Posted: Sun Oct 09, 2016 2:25 pm
When calculating the de broglie wavelength will the problem always specifically say to "calculate the de broglie wavelength?" if not how do we know when to use it?

### Re: De Broglie Wavelength

Posted: Sun Oct 09, 2016 2:27 pm
You use the de Broglie wavelength when calculating the wavelength for a particle that has mass, such as an electron.

### Re: De Broglie Wavelength

Posted: Sat Jul 01, 2017 9:25 pm
Will frequency always be given in problems that ask to calculate wavelength?

### Re: De Broglie Wavelength

Posted: Sun Jul 02, 2017 9:24 pm
The De Broglie equation doesn't require frequency?? Unless you meant velocity, in which case yes that should be given if the wavelength is unknown.

### Wavelength

Posted: Sun Jul 02, 2017 9:43 pm
in quantum mechanics description of an atom, it was mentioned that e- have discrete energies with only certain wavelengths allowed inside an atom... will this be given or are we required to find it?

### Re: De Broglie Wavelength

Posted: Sun Jul 02, 2017 9:50 pm
by using De Brogile's equation will it be able to tell us if the wavelength is constructive or destructive

### Re: De Broglie Wavelength

Posted: Sun Jul 02, 2017 9:57 pm
would we ever need to calculate De Brogile's Wavelength to find if its an allowed energy level or not allowed energy level?

### Re: De Broglie Wavelength

Posted: Fri Oct 13, 2017 11:27 am
What does it intuitively mean when we find the wavelength of large everyday objects? For example, in problem 1.35, what does it really mean when we compare the wavelengths of a 60kg person vs an 80kg person? Or if we calculate the wavelength of a baseball traveling 92 mph in problem 1.39? Do these have real-world application? Will we ever have to know what this means or just calculate the value?

### Re: De Broglie Wavelength

Posted: Mon Oct 16, 2017 9:20 am
The wavelength of an object directly relates to how energetic the wave is. Being able to calculate and knowing the wavelength is helping in determining how "powerful" the wave is and if it is safe (radio, microwave, visible light, etc.) or dangerous (gamma rays, x-rays, UV radiation).

### Re: De Broglie Wavelength

Posted: Mon Oct 16, 2017 11:23 am
What is the smallest wavelength that can be detected?

### Re: De Broglie Wavelength

Posted: Mon Oct 16, 2017 5:23 pm
Isn't it approx. 420nm?

### Re: De Broglie Wavelength

Posted: Tue Oct 17, 2017 9:45 pm
An important thing to note: photons don't have mass! That's why none of the other formulas include mass or velocity. You'll know when to use de broglie because you'll be given mass or velocity and it's the only formula that you can plug this into to find wavelength. Hope this helps!

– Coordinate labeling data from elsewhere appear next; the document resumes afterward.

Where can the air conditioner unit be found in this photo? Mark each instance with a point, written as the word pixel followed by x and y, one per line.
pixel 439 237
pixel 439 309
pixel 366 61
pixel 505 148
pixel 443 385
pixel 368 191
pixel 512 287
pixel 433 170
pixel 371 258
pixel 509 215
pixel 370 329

### Re: De Broglie Wavelength

Posted: Wed Oct 18, 2017 10:25 am
Calculating the de Broglie wavelength will not tell you if it is constructive or destructive. It just simply tells you how long the wavelength is.

### Re: De Broglie Wavelength

Posted: Wed Oct 18, 2017 10:31 am
In 1.35, assuming the velocities of the two people are similar, I think the problem is just trying to show the relationship between the de Broglie wavelengths of two objects of the same speed but different masses, that being that the object with the smaller mass will have the larger de Broglie wavelength.
In terms of 1.39, I think this problem is mainly aimed at unit conversion and then using the appropriate converted units in the de Broglie equation. However, as seen in some of the online module questions for de Broglie, you are sometimes asked whether the wavelength is detectable or not. This is the only application I could think of.

### Re: De Broglie Wavelength

Posted: Fri Oct 20, 2017 2:12 pm
When dealing with the De Broglie wavelength, usually the question will include a velocity or a mass of the particle being used (or say that it's an electron or something else with a known mass). This equation deals with particles that are not moving at the speed of light, so if the particle discussed is not a photon, and asks for energy, velocity, or mass while giving the value for the other two of those it is likely De Broglie.

### Re: De Broglie Wavelength

Posted: Tue Nov 05, 2019 6:23 pm
At what de Broglie wavelength can the wavelike properties be detected?

### Re: De Broglie Wavelength

Posted: Tue Nov 05, 2019 10:29 pm
I believe that everything larger than 10^-12 is a detectable way.

### Re: De Broglie Wavelength

Posted: Tue Nov 12, 2019 12:36 am
De Broglie's wavelength equation applies to any moving particle with momentum so that the particle has wavelike properties, such as electrons, neutrons, and protons. However, only when the particle has extremely small mass would the wavelike property be noticeable.

### Re: De Broglie Wavelength

Posted: Fri Nov 15, 2019 10:21 pm
Most likely the problem is not gonna tell you which equation to use, but you can use de broglie when there’s mass.

### Re: De Broglie Wavelength

Posted: Fri Nov 15, 2019 10:24 pm
I think the short and direct answer to this question is no, the question will not always say De Broglie in it. You need to know the components of the equation to know when to use it.

### Re: De Broglie Wavelength

Posted: Sat Nov 16, 2019 10:38 am
You would use de Broglie whenever you're dealing with a particle that is not light, and has mass.

### Re: De Broglie Wavelength

Posted: Wed Dec 04, 2019 6:26 pm
Can you use the de broglie equation to calculate the wavelength of something other than an electron? And when do we know to use the de broglie equation over KE?

### Re: De Broglie Wavelength

Posted: Wed Dec 04, 2019 8:02 pm
you can use de Broglie for something other than an electron (its anything that has mass), but i think were mostly expected to use it for electrons. im pretty sure the problem would clearly state the mass of another particle if they expected us to do that

### Re: De Broglie Wavelength

Posted: Wed Dec 04, 2019 8:04 pm
You can use the de Broglie equation for other things, if they have mass. keep in mind that this means the de Broglie equation cannot be used for photons because they do not have mass.